Это трудная вещь – она поглощает мое внимание; но в разрывах его, как небо среди туч, мелькала то та, то иная мысль. Знал он, что я здесь, или нет? Ну конечно, знал – ко мне ведь явился этот субъект из еврейской общины за согласием на развод (вот тогда-то я и принимал валиум). Но к чему это все? К чему понадобилось на мою голову обрушивать еще и это испытание сегодня – разве мало того, что мне предстоит? Пока он возится с духовыми, я подумал, что Ирина тоже, может быть, сейчас здесь. Чем ей заниматься, как не путешествовать по миру вместе с мужем? Следовательно, она будет на концерте – вон в той ложе, прямо против моих глаз. В это время он говорит «tutti», и мой вздох, граничащий со стоном, бесследно исчезает в мощной «Аллилуйе» медных.
Руки дирижера постоянно присутствуют в поле твоего зрения. Насчет этих рук я мог бы мучительно пофантазировать. И кто говорит, что я этого не делал. Только музыка, что в этот момент звучала, только она одна была на моей стороне, как бы говоря: «Сим победиши» [199] . Ну и потом, сложный нотный текст был чем-то вроде истязания плоти (коему подвергал себя знаменитый египетский анахорет).

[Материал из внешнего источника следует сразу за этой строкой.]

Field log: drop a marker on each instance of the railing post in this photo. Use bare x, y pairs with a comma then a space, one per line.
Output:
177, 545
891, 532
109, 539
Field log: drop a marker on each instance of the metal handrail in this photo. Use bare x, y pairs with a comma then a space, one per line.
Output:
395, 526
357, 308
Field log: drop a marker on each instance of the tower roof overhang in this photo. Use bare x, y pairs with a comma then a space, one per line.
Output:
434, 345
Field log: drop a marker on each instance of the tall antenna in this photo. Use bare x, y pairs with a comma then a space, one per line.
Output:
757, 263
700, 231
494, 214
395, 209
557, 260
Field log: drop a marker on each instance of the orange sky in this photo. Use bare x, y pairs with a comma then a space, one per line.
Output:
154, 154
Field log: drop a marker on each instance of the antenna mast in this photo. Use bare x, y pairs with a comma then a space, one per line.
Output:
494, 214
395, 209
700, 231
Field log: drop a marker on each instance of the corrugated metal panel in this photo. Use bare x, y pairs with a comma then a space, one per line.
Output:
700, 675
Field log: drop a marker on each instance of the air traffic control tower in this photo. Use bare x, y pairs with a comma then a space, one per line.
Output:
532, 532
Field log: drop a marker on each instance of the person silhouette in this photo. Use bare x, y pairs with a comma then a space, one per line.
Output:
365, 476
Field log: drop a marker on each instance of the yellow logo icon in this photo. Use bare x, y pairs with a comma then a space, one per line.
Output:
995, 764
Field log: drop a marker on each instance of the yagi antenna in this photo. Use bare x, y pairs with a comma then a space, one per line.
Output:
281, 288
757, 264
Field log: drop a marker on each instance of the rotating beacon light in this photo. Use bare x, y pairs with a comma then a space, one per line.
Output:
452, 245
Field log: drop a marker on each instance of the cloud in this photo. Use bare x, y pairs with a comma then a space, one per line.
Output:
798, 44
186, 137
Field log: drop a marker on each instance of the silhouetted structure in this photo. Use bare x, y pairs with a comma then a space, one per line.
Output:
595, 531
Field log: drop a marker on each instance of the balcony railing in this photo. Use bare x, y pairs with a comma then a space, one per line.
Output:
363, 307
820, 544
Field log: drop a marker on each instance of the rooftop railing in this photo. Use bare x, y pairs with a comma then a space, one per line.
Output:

В перерыве, долгожданном, как новокаиновый рай для больного, я заглянул в конторку Ниметца. Там его не оказалось – значит, в кантине. Этот боров стоял у стойки с бокалом пива – десятым? пятнадцатом? – среди себе подобных, разве что помельче, и все они покатывались со смеху. Я взял пива и сделал вид, что я такой же. А знаю ли я Лисовского? Он ведь тоже из России и сейчас живет в Израиле. Лебкюхле себе подыскал подходящую замену – и новый взрыв пенно-пивного хохота. Я должен был безоговорочно разделить их восторги моим земляком – вполне искренние, без оглядки на меня. Лисовский и правда был как дирижер на порядок выше провинциального князька Лебкюхле, но, главное, гастролер с симфонической программой, если он не совершенный нуль, всегда в фаворе у оркестра, который тут же начинает сравнивать его со своим, уже много лет храпящим бок о бок в постели, законным шефом. Разумеется, что сравнение не в пользу последнего.